Kiedy Michał wbiegł do kuchni potknął się o buty, które były rozrzucone. Zaczęłam się śmiać, Michaś śmiał się z samego siebie. Pomogłam mu wstać, a on zamiast ruszyć w głąb pomieszczenia, podszedł do mnie i przycisnął do ściany. Oczywiście nie tak, żeby zrobić mi krzywdę. Uśmiechał się do mnie zadziornie i zanim zdążyłam odwzajemnić gest, pocałował mnie. Oddałam pocałunek.

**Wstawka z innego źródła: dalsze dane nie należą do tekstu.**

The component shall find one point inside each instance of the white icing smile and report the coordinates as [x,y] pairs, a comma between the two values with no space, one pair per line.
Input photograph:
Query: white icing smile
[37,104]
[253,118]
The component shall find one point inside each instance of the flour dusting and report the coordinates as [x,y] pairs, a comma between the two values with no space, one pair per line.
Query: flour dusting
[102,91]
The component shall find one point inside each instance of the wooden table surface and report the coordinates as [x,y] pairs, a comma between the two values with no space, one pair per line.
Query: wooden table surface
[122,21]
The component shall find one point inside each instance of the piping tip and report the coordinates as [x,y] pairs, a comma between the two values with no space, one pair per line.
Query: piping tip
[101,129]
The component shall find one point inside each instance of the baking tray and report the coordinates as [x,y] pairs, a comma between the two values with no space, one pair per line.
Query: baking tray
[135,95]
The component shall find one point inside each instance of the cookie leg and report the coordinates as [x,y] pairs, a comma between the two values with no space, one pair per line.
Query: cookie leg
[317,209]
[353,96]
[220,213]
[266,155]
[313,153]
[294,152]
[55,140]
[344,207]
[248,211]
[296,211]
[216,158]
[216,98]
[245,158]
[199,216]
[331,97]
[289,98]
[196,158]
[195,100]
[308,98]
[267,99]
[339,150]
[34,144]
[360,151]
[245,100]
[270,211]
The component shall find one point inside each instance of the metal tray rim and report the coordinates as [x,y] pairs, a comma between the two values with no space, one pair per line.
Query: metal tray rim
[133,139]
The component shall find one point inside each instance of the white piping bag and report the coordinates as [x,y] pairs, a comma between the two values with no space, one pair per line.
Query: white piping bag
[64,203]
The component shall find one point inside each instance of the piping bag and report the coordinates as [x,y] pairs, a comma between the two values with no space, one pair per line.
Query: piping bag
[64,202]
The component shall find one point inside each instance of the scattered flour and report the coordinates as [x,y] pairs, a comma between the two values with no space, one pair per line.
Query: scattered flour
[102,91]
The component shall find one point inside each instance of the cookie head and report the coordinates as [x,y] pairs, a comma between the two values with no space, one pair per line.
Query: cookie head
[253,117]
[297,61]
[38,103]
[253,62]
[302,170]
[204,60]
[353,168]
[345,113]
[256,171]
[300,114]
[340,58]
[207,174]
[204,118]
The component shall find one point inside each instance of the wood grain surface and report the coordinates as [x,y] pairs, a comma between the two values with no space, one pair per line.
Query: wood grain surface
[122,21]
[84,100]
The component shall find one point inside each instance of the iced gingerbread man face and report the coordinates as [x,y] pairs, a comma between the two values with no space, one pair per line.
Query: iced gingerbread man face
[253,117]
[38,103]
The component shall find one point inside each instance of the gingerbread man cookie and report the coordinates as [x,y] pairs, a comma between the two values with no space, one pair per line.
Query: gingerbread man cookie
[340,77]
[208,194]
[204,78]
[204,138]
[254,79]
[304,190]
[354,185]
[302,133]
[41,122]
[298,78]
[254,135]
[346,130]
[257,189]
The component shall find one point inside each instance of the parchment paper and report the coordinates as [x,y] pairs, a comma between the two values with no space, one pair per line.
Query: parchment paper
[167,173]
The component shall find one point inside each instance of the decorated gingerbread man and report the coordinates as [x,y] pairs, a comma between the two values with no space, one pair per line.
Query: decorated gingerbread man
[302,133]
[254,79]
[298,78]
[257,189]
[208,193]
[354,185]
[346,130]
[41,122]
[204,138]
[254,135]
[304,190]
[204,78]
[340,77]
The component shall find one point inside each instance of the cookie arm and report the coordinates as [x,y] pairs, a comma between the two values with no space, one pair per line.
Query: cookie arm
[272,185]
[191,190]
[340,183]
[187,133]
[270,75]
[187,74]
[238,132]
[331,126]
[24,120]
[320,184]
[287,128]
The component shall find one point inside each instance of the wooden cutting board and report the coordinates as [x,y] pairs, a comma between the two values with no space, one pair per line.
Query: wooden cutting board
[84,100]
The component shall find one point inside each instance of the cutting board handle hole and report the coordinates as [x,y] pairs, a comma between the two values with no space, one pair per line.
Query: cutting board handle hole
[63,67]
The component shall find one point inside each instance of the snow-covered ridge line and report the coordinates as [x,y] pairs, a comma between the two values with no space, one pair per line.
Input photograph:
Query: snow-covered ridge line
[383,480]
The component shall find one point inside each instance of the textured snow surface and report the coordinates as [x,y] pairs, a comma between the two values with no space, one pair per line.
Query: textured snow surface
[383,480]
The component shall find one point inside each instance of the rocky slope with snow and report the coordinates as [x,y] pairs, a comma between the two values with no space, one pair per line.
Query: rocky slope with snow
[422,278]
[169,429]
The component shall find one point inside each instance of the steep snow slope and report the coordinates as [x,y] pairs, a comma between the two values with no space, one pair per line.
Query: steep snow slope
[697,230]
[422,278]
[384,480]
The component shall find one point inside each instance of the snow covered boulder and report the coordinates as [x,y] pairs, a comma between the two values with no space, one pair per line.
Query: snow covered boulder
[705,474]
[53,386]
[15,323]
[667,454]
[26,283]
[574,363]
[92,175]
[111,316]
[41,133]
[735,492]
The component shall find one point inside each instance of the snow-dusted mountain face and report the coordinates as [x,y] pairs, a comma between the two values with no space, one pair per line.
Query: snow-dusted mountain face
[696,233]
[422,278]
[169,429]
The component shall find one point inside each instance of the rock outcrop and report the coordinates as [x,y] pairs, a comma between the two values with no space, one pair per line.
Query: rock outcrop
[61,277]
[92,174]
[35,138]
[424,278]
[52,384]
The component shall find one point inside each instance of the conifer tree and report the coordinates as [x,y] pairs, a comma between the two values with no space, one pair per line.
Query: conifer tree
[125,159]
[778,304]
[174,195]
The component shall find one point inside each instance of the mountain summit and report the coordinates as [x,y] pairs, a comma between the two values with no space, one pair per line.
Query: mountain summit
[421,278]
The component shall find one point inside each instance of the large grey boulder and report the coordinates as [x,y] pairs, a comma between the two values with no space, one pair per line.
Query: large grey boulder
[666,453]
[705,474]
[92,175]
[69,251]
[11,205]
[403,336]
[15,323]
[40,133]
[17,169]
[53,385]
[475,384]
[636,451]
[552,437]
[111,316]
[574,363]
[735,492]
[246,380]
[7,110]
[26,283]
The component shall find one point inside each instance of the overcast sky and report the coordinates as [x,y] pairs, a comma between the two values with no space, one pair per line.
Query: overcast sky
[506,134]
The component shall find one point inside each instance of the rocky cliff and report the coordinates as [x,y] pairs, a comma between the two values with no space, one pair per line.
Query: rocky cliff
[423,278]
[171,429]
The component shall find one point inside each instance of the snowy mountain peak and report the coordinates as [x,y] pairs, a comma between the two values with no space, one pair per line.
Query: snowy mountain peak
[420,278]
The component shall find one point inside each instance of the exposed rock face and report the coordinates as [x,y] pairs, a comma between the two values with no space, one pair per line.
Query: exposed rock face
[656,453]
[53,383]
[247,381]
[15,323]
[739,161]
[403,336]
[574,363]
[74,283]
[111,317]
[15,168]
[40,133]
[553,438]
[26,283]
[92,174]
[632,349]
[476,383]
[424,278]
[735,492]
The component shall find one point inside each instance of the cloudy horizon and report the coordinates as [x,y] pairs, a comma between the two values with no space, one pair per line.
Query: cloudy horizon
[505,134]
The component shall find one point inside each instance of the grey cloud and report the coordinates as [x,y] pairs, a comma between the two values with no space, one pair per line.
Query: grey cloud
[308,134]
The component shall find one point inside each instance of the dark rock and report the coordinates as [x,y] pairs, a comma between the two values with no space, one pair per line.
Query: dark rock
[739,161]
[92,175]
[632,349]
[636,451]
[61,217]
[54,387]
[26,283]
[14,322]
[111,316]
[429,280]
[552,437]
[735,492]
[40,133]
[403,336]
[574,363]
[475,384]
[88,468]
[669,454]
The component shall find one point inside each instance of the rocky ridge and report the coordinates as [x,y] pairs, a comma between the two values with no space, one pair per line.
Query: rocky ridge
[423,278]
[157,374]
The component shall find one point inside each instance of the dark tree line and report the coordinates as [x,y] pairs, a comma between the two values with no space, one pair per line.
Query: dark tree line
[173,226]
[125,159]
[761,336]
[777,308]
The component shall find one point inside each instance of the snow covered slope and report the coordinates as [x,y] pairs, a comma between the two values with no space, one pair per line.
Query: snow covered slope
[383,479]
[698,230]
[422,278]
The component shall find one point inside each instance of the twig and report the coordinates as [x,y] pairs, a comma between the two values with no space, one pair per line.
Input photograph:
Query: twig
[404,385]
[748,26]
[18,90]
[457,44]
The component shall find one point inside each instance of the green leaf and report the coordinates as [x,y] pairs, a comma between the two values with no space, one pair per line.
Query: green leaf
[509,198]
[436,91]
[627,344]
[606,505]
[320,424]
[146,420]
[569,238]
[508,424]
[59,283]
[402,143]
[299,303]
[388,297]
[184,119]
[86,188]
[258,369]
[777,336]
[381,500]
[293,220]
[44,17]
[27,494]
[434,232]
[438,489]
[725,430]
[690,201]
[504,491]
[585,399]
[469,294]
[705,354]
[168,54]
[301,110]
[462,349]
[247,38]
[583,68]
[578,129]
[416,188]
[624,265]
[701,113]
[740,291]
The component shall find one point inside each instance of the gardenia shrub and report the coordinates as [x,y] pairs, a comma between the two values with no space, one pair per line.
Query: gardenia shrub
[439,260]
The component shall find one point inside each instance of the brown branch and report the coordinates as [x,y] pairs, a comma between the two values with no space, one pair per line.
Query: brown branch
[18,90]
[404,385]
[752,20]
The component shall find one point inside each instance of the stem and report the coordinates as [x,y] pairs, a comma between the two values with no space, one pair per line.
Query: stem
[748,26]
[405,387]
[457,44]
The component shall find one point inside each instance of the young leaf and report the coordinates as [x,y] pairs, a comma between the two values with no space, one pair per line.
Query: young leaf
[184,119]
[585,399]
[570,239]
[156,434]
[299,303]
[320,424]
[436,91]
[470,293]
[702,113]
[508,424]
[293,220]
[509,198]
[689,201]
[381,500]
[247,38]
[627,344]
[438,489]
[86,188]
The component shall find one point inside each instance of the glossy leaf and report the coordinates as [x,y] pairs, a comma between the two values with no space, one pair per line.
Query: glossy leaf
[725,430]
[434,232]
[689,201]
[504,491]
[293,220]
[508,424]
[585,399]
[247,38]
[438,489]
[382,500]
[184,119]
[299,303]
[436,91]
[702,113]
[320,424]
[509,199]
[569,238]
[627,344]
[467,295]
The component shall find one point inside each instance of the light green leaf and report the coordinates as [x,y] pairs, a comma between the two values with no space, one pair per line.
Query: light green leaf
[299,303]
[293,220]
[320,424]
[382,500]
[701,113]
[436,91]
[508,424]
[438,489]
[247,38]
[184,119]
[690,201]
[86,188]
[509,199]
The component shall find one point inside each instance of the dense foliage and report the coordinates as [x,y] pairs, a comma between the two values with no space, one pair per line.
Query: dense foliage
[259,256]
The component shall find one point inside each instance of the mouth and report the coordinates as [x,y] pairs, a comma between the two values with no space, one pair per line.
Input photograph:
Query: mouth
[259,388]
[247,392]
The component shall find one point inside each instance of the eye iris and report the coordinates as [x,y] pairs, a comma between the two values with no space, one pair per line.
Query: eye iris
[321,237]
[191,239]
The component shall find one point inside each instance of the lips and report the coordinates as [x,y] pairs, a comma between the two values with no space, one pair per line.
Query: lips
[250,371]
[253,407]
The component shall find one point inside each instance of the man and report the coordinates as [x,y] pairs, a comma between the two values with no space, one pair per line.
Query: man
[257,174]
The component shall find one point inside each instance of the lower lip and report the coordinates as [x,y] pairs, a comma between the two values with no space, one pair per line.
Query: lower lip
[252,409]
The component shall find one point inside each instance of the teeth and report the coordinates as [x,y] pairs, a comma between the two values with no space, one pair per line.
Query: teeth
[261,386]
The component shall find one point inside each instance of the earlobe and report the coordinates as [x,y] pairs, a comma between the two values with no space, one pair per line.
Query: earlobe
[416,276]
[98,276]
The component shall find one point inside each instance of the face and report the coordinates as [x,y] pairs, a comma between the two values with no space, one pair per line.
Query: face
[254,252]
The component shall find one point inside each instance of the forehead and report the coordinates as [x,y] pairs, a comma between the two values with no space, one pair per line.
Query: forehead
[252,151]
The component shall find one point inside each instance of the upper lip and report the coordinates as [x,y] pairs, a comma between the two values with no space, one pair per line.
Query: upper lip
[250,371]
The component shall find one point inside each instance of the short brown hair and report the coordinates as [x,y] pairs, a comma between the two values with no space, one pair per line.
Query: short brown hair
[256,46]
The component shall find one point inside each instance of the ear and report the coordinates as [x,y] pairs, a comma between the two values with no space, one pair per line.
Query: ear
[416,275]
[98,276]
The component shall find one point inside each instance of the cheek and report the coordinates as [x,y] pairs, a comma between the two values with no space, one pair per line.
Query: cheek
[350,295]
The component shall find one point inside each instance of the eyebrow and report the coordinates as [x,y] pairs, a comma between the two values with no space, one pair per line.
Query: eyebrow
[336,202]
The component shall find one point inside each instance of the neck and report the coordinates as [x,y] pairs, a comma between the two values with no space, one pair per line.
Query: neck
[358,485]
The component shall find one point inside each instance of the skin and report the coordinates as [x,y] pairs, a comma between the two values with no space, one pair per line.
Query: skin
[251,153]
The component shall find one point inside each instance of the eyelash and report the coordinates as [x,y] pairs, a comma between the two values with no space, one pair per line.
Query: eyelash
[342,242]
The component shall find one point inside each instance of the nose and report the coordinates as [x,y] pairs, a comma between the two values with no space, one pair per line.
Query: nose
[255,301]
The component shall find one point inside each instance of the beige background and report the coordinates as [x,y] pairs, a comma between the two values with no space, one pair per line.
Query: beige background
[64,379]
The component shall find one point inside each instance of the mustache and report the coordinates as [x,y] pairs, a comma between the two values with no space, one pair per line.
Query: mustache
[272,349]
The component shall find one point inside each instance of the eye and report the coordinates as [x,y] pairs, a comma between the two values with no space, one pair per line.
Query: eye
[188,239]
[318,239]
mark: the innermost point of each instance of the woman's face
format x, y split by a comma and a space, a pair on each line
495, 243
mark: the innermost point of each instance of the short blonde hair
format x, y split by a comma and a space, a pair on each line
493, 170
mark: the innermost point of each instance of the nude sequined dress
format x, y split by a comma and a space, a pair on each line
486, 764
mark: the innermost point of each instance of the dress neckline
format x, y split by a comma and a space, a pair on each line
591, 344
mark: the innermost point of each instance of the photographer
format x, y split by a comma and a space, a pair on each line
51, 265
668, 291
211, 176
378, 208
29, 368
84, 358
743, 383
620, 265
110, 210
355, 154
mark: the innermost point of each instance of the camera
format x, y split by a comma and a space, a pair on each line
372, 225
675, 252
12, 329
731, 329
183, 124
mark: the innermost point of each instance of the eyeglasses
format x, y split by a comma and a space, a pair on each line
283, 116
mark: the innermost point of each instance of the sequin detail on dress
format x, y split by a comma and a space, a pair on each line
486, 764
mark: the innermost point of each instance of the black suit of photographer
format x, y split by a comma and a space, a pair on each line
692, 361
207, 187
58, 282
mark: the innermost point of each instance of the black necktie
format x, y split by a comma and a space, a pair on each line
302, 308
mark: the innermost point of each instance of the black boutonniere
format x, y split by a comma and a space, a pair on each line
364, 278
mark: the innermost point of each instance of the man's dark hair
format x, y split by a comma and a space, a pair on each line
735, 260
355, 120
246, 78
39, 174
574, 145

Kiedy skończyło nam się powietrze, oderwaliśmy się lekko od siebie, a on powiedział:
- Nie ładnie śmiać się z nieszczęścia swojego chłopaka.
- Nie moja wina, że się potknąłeś. A co do tego, że się z Ciebie śmiałam- Ty też byś się śmiał. Ale ci w końcu pomogłam- uśmiechnęłam się słodko.
- To prawda. Zapewne też bym się z Ciebie śmiał, ale bym Ci potem pomógł- przyznał.
- No właśnie. Dobra, może serio zajmiemy się tymi naleśnikami, bo jestem już głodna.
- No to chodź, zróbmy wreszcie to śniadanie- zaśmiał się, zawturowałam mu.

Gdy skończyliśmy przygotowywać posiłek, zajadaliśmy się nim. Po śniadaniu ja pierwsza poszłam do łazienki, by się ogarnąć. Zrobiłam poranną rutynę i ubrałam się w biały crop top z napisem "My boyfriend is handsome" i granatowe, krótkie spodenki z wysokim stanem. Gdy wyszłam z pomieszczenia, wszedł Michaś. Wyszedł po 20 minutach. Był ubrany w koszulę w niebiesko- czarną kratę i czarne jeansy z dziurami. Michaś powiedział mi, że ma dla mnie niespodziankę. Zabrałam telefon, klucze i włożyłam moje jordany.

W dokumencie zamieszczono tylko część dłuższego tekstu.